E ao cinema, o que cabe fazer? Como diz o filósofo italiano Agamben, o poeta, e a ele podemos aproximar o cineasta, deve arregalar os olhos, ver o seu tempo e enxergar não as luzes, mas o escuro. A Mostra Contemporânea reúne curtas que iluminam à sua maneira essas trevas para onde nos levaram o patriarcado, o machismo, o preconceito, a ganância, o autoritarismo. Agrupamo-os em quatro programas: Gênero – a pele que vestimos, Espaços em Disputa, O fim e o (re)começo do mundo e Bahia: ruínas em construção. Com os filmes seguimos para dentro e para fora do cinema, indo também às escolas e comunidades de Cachoeira e São Félix.
Em Gênero, a pele que vestimos, quatro obras destacam a luta das mulheres e trans, certamente uns dos movimentos mais aguerridos do Brasil contemporâneo, ao mesmo tempo que florido, poético e lindamente purpurinado. Pessoas que, diante da câmera, de um espelho, de um campo de futebol, em manifestações ou no simples cotidiano não hesitam em defender seus direitos e afirmar a autonomia sobre o seu próprio corpo.

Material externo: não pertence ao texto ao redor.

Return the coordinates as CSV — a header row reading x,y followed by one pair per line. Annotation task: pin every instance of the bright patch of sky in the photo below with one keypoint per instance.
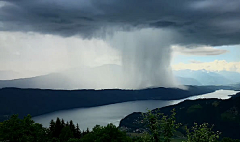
x,y
231,56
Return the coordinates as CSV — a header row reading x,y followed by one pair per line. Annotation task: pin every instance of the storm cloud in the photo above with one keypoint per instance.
x,y
206,22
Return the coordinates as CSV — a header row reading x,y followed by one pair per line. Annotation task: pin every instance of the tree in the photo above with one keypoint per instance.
x,y
159,127
109,133
19,130
229,140
202,133
66,134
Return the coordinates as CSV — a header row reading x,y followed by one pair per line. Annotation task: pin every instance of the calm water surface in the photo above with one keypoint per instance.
x,y
102,115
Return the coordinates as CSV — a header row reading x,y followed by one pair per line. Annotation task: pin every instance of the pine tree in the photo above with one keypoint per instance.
x,y
58,127
78,132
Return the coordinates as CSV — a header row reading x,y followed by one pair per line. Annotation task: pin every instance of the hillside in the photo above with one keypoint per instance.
x,y
224,114
38,101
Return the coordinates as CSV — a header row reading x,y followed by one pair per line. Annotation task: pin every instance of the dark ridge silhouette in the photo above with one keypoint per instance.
x,y
38,101
224,114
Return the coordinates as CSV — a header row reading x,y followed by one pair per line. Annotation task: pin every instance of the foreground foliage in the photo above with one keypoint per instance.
x,y
160,128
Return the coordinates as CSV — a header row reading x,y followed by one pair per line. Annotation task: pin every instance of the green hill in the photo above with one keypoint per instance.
x,y
224,114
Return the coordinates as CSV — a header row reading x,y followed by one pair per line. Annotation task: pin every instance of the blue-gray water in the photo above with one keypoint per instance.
x,y
102,115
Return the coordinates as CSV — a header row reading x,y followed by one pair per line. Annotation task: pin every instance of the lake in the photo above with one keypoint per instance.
x,y
113,113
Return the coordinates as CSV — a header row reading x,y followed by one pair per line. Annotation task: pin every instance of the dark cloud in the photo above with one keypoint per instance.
x,y
199,51
209,22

Assim como os corpos, os espaços encontram-se também em disputa. Na cidade maravilha, na cidade monumento ou num paraíso ecológico, as populações enfrentam proibições e perigos para exercer os direitos mais básicos de qualquer cidadão como atravessar um beco ou parir. São como seres invisíveis aos olhos do poder que os enxergam apenas como entraves aos seus projetos e interesses políticos e econômicos. Não entendem que os lugares pertencem a quem os nutre de arte, histórias, sonhos e vidas.

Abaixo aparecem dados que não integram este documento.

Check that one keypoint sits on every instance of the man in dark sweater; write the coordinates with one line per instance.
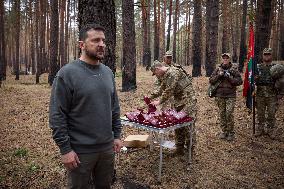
(85, 114)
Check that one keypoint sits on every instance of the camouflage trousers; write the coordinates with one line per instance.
(182, 134)
(263, 105)
(226, 113)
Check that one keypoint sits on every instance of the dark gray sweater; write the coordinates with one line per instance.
(84, 112)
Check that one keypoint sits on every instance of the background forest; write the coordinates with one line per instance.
(38, 37)
(41, 36)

Sinais dados pela natureza nos fazem acreditar que chegamos ao ponto máximo de devastação da Terra. Por onde andam as andorinhas, o lobo-guará, o mico-leão-dourado, as estrelas e ouriços do mar? E o pau-brasil, o jequitibá e a imbuia? E os índios Jumas ou Carijós? Extintos ou ameaçados pelo desmatamento, poluição ou avanço das fronteiras agrícolas. Mas a ambição do homem tem um preço a se pagar, acreditam os Maxacalis e, quem sabe, após o grande dilúvio as esperanças se renovem? Entre O fim e o (re) começo do mundo, há quem resista às pressões sobre os modos de vida mais solidários e em respeito ao meio ambiente, como os pescadores e camponeses, que cultivam não apenas um ofício, mas um ritmo, uma cultura e um outro universo de valores.
Enquanto isso, na terra da felicidade prometida, os responsáveis pela administração e proteção das cidades carregam e apontam suas pistolas reais ou simbólicas contra a população e em defesa de interesses privados. Montados em retroescavadeiras, viaturas ou cavalos, avançam sobre os espaços da nossa história, dos afetos e da sobrevivência. Sob os escombros ou túmulos, encenam um teatro farsesco ambientado em Miami ou Dubai e nos levam cada vez mais para perto de Canudos ou Palestina. Sorria, você está na Bahia: ruínas em construção.